Wellness is a term that’s becoming more common and more popular lately. It seems like everywhere you go now something is being promoted as a “wellness” product. Companies and people are using the word “wellness” to sell all sorts of products and services. You can buy wellness tea, wellness candles, and wellness clothing. You can go on a wellness vacation, eat at a wellness cafe, or visit a wellness spa. You can seek the advice of a wellness coach, keep track of your wellness with a wellness app, and log your progress in a wellness journal.
While many of these products, services, and practices are health-promoting, wellness is not something you can buy or sell. Wellness is about what you do.
Health and wellness are not the same thing
In my training as a health and wellness coach, I learned about tools and techniques to help people improve their health. Coaching involves helping people elicit motivation for change, set goals, and create action steps to meet their goals. The process of wellness coaching is all about helping people help themselves. But for many of us, even when we are highly motivated and have clear goals and action steps, we still don’t achieve high-level wellness.
Health and wellness may sound like the same thing, but there are some important differences. Health is a term that refers to a state where the body is free from disease. Wellness is a much broader concept that indicates a state of balance and well-being in several domains: physical, mental, emotional, spiritual, social, and environmental. Wellness is a holistic approach to health, taking into account the person’s whole being.
In the 1970s, Dr. John Travis, one of the pioneers of the modern wellness movement, created the Illness-Wellness Continuum. Wellness was a new way of thinking about health at the time, and the realization that wellness was not simply the absence of disease was beginning to take hold. The most significant feature of Travis’s illustration is that wellness exists across the entire spectrum – from near death on the left to high-level wellness on the right.
Health only gets you to a neutral point in the middle, but wellness can be practiced no matter where you are on the line. Near-death, disease, or disability are not incompatible with wellness. You could even have a terminal illness and be practicing wellness. The beauty of wellness is that no matter what state of health you are in, you can begin practicing wellness right away.
Wellness is a direction, not a destination
Your wellness journey can begin right here and right now. The first step is choosing wellness. The next step, and every step after that, is choosing to do whatever keeps you moving toward wellness.
I’m not denying the value or importance of goal-setting and planning action steps, especially if you want to make a significant change. If you have a big goal such as losing a large amount of weight or quitting cigarette smoking, then most likely you need to develop some sort of roadmap or plan to help yourself achieve that goal. But achieving any goal, especially one that involves your health depends on multiple choices that you make throughout the day.
Doing wellness
So how do you do wellness? Because wellness is holistic, involving every facet of your life – you have the opportunity to do wellness dozens of times throughout the day. You do wellness by choosing to do the best, healthiest, or most beneficial thing that you have the power to do at that moment.
From the time you get up in the morning until you lie down at night to go to sleep, you are faced with many choices that impact your wellness. Some of these are small choices, like whether or not to eat that donut someone brought to work or whether or not to have that second glass of wine. Some are bigger choices that may require more planning, such as taking an exercise class or cooking a plant-based meal.

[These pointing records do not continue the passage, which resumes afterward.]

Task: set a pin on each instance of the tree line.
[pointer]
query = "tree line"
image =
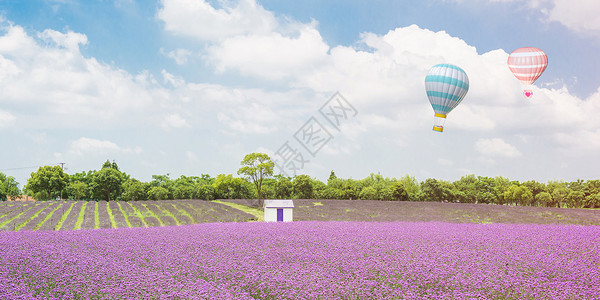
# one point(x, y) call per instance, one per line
point(258, 182)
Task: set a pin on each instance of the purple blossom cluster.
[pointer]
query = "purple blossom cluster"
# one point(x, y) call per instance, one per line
point(305, 260)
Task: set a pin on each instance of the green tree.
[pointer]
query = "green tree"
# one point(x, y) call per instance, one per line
point(256, 167)
point(48, 181)
point(165, 182)
point(204, 190)
point(331, 177)
point(134, 190)
point(575, 199)
point(518, 195)
point(535, 187)
point(399, 192)
point(544, 199)
point(437, 190)
point(559, 195)
point(158, 193)
point(78, 189)
point(592, 201)
point(368, 193)
point(107, 182)
point(411, 185)
point(223, 186)
point(183, 187)
point(302, 187)
point(9, 187)
point(283, 187)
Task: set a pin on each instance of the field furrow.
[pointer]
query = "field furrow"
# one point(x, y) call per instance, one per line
point(14, 211)
point(73, 217)
point(118, 217)
point(103, 217)
point(34, 222)
point(53, 217)
point(155, 211)
point(89, 220)
point(24, 216)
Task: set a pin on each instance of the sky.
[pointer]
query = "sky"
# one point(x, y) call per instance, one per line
point(189, 87)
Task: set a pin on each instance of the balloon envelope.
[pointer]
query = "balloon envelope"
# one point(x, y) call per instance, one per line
point(527, 64)
point(446, 86)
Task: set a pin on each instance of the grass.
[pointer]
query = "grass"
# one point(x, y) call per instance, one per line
point(96, 217)
point(32, 217)
point(21, 213)
point(113, 223)
point(259, 214)
point(50, 214)
point(152, 214)
point(168, 213)
point(81, 216)
point(24, 215)
point(124, 214)
point(63, 218)
point(183, 212)
point(138, 213)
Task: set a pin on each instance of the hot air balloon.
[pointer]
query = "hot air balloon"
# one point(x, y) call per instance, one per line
point(527, 64)
point(446, 86)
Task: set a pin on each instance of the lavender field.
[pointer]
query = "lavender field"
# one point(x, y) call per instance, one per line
point(305, 260)
point(75, 215)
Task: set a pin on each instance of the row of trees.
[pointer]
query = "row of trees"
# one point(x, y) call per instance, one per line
point(257, 181)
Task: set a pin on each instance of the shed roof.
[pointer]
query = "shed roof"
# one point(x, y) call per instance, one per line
point(279, 204)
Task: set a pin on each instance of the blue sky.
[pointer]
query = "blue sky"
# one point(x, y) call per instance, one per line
point(189, 87)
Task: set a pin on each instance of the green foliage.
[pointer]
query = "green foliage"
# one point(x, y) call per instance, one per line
point(544, 199)
point(575, 199)
point(399, 192)
point(518, 195)
point(78, 189)
point(256, 167)
point(133, 190)
point(48, 182)
point(158, 193)
point(204, 191)
point(559, 194)
point(9, 187)
point(592, 201)
point(283, 188)
point(107, 182)
point(437, 190)
point(302, 187)
point(368, 193)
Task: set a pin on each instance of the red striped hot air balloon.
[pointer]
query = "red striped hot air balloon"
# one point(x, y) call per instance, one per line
point(527, 64)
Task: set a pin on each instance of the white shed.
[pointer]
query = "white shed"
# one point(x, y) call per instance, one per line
point(279, 210)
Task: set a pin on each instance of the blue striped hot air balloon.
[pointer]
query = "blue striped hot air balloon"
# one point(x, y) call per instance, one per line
point(446, 86)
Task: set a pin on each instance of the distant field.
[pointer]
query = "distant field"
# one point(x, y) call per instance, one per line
point(73, 215)
point(372, 210)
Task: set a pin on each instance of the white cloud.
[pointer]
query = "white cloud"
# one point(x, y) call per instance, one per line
point(199, 19)
point(272, 56)
point(174, 121)
point(62, 87)
point(70, 40)
point(444, 162)
point(496, 147)
point(6, 119)
point(84, 146)
point(191, 156)
point(581, 15)
point(179, 55)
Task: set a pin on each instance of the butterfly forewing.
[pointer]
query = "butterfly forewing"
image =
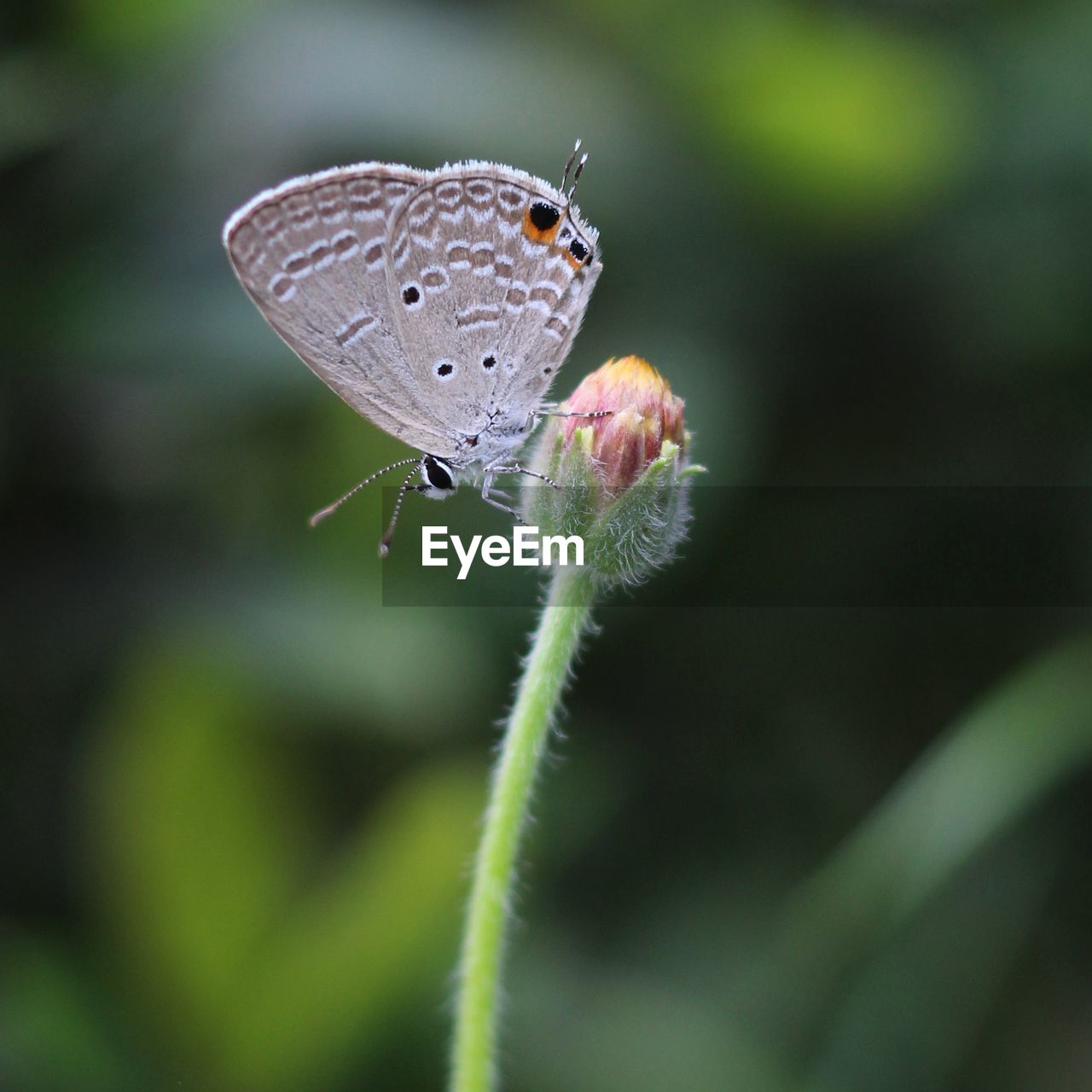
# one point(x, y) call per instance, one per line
point(311, 254)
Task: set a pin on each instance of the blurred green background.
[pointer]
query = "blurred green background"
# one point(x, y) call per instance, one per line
point(779, 850)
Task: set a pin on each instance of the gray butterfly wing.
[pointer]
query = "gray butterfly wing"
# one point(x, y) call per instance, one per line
point(311, 254)
point(491, 271)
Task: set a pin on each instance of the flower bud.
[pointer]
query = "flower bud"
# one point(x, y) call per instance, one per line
point(623, 474)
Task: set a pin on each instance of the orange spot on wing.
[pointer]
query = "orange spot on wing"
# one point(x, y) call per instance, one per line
point(537, 235)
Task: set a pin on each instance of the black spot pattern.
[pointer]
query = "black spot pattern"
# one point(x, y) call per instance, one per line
point(544, 217)
point(437, 474)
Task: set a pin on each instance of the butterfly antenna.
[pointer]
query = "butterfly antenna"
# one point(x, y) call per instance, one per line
point(568, 166)
point(576, 176)
point(385, 545)
point(330, 509)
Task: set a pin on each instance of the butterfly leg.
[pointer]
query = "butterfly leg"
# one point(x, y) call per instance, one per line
point(517, 468)
point(553, 410)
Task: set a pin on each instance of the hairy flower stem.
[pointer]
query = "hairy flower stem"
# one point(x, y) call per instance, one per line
point(545, 673)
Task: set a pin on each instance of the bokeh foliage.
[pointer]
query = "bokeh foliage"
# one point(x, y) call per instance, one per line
point(822, 850)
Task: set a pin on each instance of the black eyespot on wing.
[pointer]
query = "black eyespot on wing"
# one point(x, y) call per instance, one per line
point(544, 217)
point(437, 473)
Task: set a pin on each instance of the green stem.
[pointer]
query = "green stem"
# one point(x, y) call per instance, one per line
point(553, 648)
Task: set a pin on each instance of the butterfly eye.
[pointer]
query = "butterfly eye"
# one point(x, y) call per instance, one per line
point(438, 473)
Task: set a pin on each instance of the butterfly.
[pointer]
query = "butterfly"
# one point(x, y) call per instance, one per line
point(439, 305)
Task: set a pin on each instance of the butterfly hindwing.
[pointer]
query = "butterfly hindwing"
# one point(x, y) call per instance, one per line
point(491, 271)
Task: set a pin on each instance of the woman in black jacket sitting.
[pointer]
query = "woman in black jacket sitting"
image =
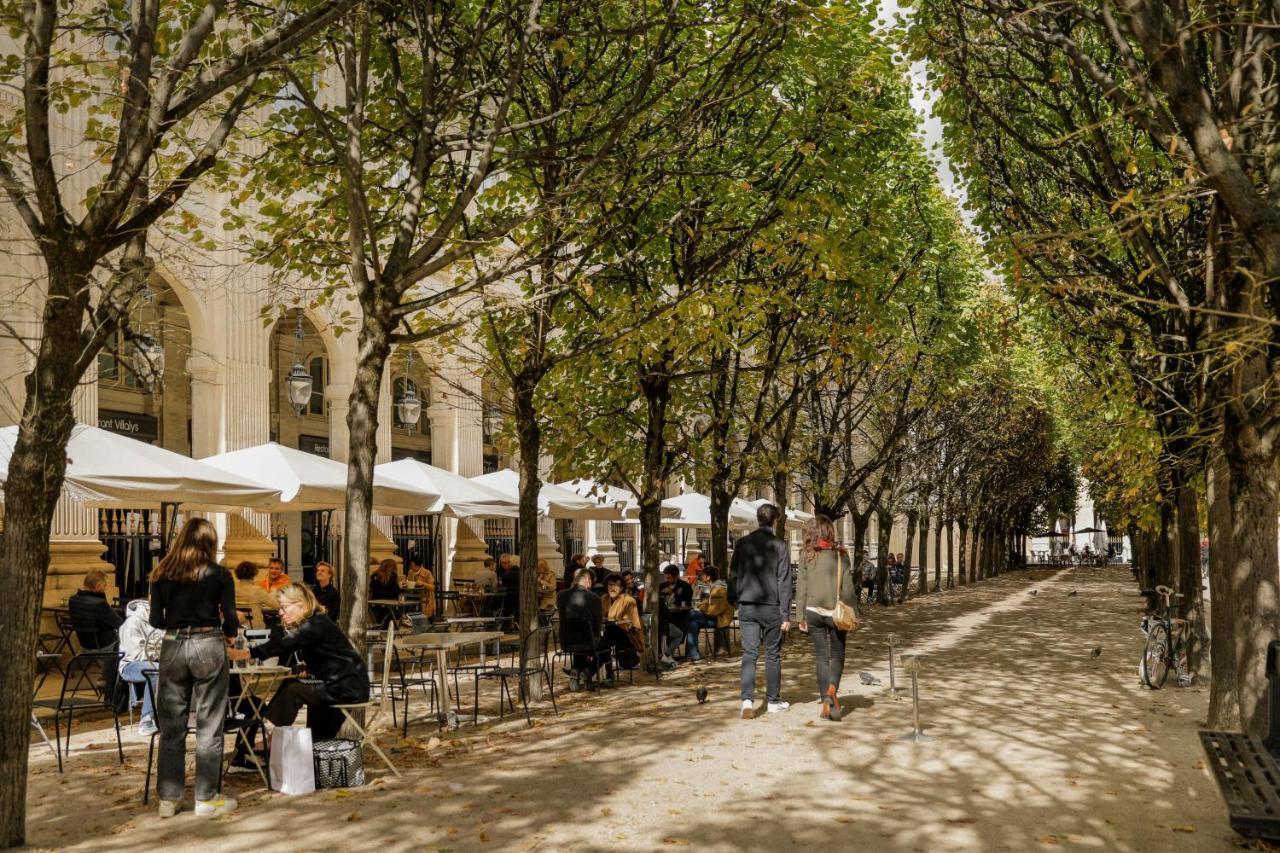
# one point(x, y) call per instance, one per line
point(334, 673)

A simple exercise that you can do is to write down ten choices or decisions that you make every day, or most days, that impact your wellness. Here’s my list:
- What I eat for breakfast
- Whether or not I meditate
- How many cups of coffee I drink in the morning
- Listening to an audiobook or podcast as I drive to work
- Taking lunch to work vs. buying lunch in the food court
- How much time I spend on social media
- Reaching out to a friend to plan lunch or a happy hour
- Doing a yoga class or walking after work
- Whether or not to have a second glass of wine
- Going to bed at a reasonable time
I see this list as a series of opportunities to be as well as I can be. I may not always make the best or healthiest decision with each choice, and that’s okay. If I end up eating a donut or taking a nap rather than working out, I don’t need to beat myself up or feel like the day is a total waste. I can resolve to make my next choice a choice for wellness. Doing wellness is a series of choices followed by actions, that you make all day, every day.
Wellness is a personal journey that never has to end. You can start now, no matter where you are or what state of health you’re in. And when someone asks what you’re doing – you can say “I’m doing wellness!”